La fragilité de cette directive sur les rapports Non Financiers réside dans le fait que tout reste au bon vouloir de la plupart des entreprises européennes opérant en Afrique. Le caractère obligatoire de cette directive ne s’applique qu’aux sociétés cotées, aux sociétés transnationales dont la société mère est située dans l’un des États membres de l’UE ainsi qu’à celles de plus de 500 salariés et à celles dont le solde dépasse 20 millions d’euros ou dont le chiffre d’affaires est supérieur à 40 millions d’euros. La transposition de cette directive dans la législation nationale des États membres de l’UE pourrait accroître l’accès à des domaines tels que l’audit des informations non financières contenues dans les rapports sur des questions qui ne figurent pas dans la directive elle-même.

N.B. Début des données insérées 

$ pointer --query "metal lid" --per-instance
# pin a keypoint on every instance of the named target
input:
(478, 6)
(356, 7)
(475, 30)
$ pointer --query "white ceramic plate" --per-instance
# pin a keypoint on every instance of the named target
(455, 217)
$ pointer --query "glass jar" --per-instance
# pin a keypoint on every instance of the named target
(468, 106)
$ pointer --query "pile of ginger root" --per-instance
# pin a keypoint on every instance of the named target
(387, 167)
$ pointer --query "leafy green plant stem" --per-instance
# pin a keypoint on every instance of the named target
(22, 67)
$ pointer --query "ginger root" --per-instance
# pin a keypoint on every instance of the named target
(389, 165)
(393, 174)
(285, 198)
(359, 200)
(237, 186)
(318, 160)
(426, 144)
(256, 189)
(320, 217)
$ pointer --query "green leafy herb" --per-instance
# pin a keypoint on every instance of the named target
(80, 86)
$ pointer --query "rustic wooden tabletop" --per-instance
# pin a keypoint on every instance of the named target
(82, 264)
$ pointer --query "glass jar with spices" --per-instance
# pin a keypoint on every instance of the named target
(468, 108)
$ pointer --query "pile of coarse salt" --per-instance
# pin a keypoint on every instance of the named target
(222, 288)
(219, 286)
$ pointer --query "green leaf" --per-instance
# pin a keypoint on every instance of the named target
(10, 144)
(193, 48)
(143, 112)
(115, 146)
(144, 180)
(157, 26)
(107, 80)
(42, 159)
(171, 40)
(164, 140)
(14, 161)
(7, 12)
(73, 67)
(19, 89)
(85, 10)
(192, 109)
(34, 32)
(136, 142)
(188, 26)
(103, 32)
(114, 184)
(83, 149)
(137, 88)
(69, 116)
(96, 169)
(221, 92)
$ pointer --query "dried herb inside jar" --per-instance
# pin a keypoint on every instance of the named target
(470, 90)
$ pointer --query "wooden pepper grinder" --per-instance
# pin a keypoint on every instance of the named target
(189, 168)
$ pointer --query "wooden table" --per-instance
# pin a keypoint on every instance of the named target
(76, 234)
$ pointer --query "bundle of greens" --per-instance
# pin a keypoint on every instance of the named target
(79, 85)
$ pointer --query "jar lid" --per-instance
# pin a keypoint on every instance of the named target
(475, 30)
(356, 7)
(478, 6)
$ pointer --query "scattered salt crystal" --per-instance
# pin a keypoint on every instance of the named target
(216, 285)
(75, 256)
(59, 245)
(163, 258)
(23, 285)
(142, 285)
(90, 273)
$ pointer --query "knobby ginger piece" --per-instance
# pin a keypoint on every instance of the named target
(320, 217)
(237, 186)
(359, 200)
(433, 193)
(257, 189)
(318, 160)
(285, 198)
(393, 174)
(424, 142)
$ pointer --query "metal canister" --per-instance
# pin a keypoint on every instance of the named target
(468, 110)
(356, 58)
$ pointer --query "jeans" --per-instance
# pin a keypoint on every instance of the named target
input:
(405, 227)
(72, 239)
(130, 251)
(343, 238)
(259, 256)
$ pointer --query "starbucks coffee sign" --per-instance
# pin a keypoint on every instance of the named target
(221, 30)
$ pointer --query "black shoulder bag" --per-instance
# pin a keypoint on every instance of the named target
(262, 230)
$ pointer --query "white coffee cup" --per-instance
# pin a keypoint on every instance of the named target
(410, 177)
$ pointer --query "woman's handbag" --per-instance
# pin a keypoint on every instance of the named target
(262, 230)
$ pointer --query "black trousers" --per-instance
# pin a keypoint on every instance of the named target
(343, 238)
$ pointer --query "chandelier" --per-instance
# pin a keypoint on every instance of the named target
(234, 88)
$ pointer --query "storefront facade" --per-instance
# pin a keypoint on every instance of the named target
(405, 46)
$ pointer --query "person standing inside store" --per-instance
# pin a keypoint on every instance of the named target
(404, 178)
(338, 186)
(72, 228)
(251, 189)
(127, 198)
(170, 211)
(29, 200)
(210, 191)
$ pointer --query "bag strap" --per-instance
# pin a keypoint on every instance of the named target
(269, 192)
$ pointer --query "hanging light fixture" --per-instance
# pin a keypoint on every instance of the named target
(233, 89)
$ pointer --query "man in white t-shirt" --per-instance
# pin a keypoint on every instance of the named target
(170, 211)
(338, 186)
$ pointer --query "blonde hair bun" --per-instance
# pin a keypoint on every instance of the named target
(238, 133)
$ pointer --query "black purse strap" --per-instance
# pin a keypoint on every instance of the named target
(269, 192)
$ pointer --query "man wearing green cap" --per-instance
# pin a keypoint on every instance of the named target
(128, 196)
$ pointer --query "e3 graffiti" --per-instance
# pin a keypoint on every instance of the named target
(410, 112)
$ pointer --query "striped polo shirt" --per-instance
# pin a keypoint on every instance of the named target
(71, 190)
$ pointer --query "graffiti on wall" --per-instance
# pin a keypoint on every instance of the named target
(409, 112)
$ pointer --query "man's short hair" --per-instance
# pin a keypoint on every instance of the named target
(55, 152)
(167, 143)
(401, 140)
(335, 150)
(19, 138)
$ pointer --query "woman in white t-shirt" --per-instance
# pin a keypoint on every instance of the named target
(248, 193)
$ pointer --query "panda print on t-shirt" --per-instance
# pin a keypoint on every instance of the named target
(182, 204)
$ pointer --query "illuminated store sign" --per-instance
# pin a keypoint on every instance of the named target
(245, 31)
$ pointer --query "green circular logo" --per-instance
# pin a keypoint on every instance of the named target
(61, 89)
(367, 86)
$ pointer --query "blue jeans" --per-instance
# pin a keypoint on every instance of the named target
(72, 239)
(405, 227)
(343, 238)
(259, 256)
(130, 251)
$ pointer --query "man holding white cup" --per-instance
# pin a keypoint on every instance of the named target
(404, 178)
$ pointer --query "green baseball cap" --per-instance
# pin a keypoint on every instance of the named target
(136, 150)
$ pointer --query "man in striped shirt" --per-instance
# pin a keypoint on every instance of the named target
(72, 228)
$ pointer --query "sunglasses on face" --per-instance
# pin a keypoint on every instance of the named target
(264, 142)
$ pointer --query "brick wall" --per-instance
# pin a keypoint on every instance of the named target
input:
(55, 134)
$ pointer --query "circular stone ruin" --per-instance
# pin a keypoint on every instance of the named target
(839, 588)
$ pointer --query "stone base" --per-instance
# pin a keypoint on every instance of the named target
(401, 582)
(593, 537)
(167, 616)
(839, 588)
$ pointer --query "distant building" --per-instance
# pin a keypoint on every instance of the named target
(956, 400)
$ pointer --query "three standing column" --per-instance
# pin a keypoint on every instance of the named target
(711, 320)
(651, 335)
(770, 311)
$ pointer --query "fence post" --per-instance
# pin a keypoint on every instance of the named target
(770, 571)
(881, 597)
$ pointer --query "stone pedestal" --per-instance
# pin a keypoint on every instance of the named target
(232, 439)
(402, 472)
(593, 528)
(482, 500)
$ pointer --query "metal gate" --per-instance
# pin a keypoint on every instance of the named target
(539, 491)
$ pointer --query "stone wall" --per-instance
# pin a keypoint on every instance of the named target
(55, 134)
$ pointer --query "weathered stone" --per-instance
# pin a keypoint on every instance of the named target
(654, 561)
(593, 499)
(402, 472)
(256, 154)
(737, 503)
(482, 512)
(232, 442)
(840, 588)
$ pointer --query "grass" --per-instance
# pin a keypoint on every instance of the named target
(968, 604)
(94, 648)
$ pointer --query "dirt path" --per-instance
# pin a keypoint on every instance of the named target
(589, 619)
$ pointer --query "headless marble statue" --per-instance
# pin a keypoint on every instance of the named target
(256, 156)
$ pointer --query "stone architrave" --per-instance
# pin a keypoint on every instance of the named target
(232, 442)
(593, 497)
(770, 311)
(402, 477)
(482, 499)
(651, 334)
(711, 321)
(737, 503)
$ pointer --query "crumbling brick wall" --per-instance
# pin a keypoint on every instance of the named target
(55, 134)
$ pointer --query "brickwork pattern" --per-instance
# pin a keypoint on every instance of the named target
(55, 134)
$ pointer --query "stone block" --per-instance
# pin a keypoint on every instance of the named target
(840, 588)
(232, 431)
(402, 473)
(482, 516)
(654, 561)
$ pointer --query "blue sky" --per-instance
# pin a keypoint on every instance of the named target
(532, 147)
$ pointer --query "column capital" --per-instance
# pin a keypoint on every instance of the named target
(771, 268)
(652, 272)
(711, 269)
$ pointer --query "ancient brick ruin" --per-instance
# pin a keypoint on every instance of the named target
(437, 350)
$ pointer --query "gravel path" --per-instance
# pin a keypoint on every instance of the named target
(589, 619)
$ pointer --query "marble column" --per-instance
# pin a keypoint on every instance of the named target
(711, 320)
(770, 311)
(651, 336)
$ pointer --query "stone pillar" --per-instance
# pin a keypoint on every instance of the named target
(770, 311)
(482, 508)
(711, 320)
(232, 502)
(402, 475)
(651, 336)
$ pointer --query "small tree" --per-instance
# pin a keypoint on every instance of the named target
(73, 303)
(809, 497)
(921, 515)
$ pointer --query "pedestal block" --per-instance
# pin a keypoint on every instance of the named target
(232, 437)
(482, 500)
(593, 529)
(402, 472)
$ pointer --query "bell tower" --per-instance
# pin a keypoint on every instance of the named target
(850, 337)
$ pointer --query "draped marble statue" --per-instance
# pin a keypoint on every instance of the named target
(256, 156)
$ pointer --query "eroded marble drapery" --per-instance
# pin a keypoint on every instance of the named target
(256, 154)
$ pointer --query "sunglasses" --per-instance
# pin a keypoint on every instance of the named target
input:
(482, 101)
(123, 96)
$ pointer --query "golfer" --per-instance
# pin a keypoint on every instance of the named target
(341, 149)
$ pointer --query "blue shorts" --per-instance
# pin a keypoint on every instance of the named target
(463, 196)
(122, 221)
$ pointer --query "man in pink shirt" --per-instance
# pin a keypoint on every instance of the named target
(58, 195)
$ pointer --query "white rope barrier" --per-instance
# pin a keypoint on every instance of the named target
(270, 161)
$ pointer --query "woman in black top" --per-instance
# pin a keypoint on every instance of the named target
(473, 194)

Mais, il faut bien l’avouer,  il n’y a guère d’intérêt de la part des Etats membres pour ces questions qui ne les obligent pas vraiment et qui peuvent toujours être sujettes à des restrictions  et exemptions de leur nature obligatoire.

Une production industrielle durable et le changement des habitudes d’extraction des matières premières sont essentiels pour la réalisation des GDS en Afrique. Ils seront atteints si les gouvernements s’engagent vraiment en faveur d’une réglementation contraignante. La directive 2014/95/UE devrait promouvoir des politiques encourageant les entreprises à parvenir à une économie durable par le biais d’un engagement en faveur des énergies renouvelables, du comportement éthique du PDG, du respect de l’environnement et des communautés locales, de la lutte contre les inégalités et de la prévention de toute forme de violation des droits humains. Seul le fait de faire passer le développement intégral des personnes avant les profits de l’activité économique contribuera au succès de ce règlement, tant en Europe que dans les pays en développement.